Tuberculosis happens the reason hron, adhesive P. often, at P.'s Krom in an acute stage sometimes it is not distinguished against the background of exudative pleurisy.

Quite often tubercular P. has also primary and chronic character with gradual development of the cicatricial squeezing changes and formation of an armored heart. At the same time into the forefront disturbance of portal blood circulation acts: hepatomegalia, ascites. Reduction of cordial emission and depression of function of a liver lead to the accruing general dystrophy, anemia, the hypoproteinemia aggravating further and an edematous syndrome. Unlike adults at konstriktivny P. borders of heart more often remain expanded with children; existence of a negative cardiac impulse is possible.

Quite often short systolic noise, late systolic click are defined. The ciliary arrhythmia at children's age is observed seldom.

The low voltage of all teeth of an ECG, weak pulsation on contours of heart and «mute zones» on a rentgenokimogramma confirm adhesive P.'s diagnosis, permanent increase in venous pressure, and also these flebografiya, the Echocardiography

P.'s Treatment at children is carried out the same as at adults. At threat of a cardiac tamponade the urgent pericardiocentesis before which carrying out it is important to otdifferentsirovat vypotny P. from the cardiomegaly caused by a hypertrophy or dilatation of a myocardium is shown. At a recurrence of an exudate and at purulent P. sometimes apply a drainage of a pericardiac cavity.
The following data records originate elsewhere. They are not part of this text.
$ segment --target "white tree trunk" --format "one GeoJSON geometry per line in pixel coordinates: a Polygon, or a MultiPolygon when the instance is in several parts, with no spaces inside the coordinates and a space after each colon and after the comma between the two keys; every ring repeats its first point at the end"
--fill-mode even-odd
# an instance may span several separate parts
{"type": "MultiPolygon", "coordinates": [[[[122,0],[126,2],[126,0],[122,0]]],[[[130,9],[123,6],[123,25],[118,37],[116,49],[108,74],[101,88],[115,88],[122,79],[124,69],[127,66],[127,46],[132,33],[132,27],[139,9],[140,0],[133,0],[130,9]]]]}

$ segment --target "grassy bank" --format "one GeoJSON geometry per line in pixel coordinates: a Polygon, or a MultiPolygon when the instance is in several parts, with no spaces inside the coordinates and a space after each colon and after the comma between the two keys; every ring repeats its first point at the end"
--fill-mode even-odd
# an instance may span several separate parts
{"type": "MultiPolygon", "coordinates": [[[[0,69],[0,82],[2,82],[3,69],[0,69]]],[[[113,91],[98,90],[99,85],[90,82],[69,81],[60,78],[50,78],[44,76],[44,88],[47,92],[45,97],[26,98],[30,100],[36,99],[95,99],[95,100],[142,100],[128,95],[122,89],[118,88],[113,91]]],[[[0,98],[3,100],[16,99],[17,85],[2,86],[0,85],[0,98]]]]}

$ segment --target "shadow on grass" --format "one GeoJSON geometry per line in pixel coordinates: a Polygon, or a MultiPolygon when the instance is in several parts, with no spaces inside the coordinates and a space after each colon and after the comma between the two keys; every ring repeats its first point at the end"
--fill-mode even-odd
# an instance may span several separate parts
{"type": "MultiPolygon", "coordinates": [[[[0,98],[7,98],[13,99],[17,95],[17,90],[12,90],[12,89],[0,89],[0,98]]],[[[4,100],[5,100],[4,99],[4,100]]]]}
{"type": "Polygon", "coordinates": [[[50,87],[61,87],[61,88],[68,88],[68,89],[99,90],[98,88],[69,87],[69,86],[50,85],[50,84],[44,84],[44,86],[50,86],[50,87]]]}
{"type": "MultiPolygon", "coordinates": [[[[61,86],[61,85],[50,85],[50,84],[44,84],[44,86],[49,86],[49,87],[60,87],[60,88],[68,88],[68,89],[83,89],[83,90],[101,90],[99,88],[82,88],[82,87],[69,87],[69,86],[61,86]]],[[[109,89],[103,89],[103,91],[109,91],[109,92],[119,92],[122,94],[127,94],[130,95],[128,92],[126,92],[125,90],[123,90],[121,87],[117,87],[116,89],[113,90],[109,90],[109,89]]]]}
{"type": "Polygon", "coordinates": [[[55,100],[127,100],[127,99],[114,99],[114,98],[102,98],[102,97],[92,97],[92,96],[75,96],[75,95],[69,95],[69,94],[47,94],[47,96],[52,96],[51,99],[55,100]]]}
Carry out correction of exchange disturbances, an immunotherapy and vigorous antibacterial therapy along with opening of suppurative focuses. Antibiotics if necessary enter into a pericardiac cavity in combination with proteolytic enzymes, oxygen, suspension of a hydrocortisone for the purpose of reduction of commissural process.

At high-quality idiopathic P., rheumatism and other diseases of connecting fabric, virus P. (when the exudate has serous or serofibrinous character) the puncture, as a rule, is not carried out.

Active therapy of a basic disease with use of corticosteroid drugs in necessary doses promotes reduction of exudation.

At konstriktivny P. operational treatment is shown.



Bibliography: Astapov B. M. and Gogin E. E. Diagnostic value of an artificial pnevmoperikardium, Vestn, rentgenol. and radio-gramophones., t. 36, No. 1, page 15, 1961; Volynsk 3. M and Gogin. E. Diseases of a pericardium, JI., 1964; Of au g and N of E. E. Diseases of a pericardium, M., 1979; Ermolenko V. M., the P e of and e in V. A. and Balkarov I. M. Perikardit and a cardiac tamponade at patients on a regular hemodialysis, Cardiology, t. 15, No. 5, page 47, 1975; 3 about d and e in V. V. Radiodiagnosis of heart diseases and vessels, page 227, M., 1957; Krasnova M. N. About an acute high-quality pericardis at children, Vopr. okhr. mat. also it is put., t. 19, No. 8, page 51, 1974; Kudryavtsev V. A. Treatment of an exudative pericardis at children, Vestn, hir., t. 115, No. 7, page 114, 1975; L of fleo in S. L., Grebennikov A. T. K. F. Perikardita's i'shiryaeva at children and their surgical treatment, L., 1979, bibliogr.; V. I Pipia. Surgical treatment of the chronic squeezing pericardis and using cross chrezgrudinny access, Tbilisi, 1959; Tkachenko G. T. ides of river. Purulent perikardita at children, Vopr. okhr. mat. also it is put., t. 22, No. 12, page 65, 1977; Dressier W. Idiopathic recurrent pericarditis, comparison with postcommissurotomy syndrome, Amer. J. Med., v. 18, p. 591, 1955; Gibbon J. H. Gibbon’s surgery of the chest, Philadelphia a. o., 1976; Harada K. Pericarditis in children, Jap. circulat. J. (En.) v. 42, p. 175, 1978; The pathology of the heart, ed. by A. Pomerance and. Y. J. Davies, p. 413, Oxford a. o., 1975; Petre n k o I. E. Die Rontgendiagnostik der exsudation Perikarditis beirn akuten Herz-infarkt, Radiol, diagn. (Berl.), Bd 19, S. 186, 1978; Steinberg I. Roentgenography of pericardial disease, Amer. J. Cardiol., v. 7, p. £33,961, bibliogr.; Van Der Horst R. L. a. L e R o u x B. T. Pericardiectomy in children, Thorax, v. 31, p. 391, 1976.


E. E. Gogin; B. M. Astapov (rents.), A. M. Vikhert (stalemate. An.), H. N. Malinovsky (hir. to lay down.), O. G. Solomatin (ped.).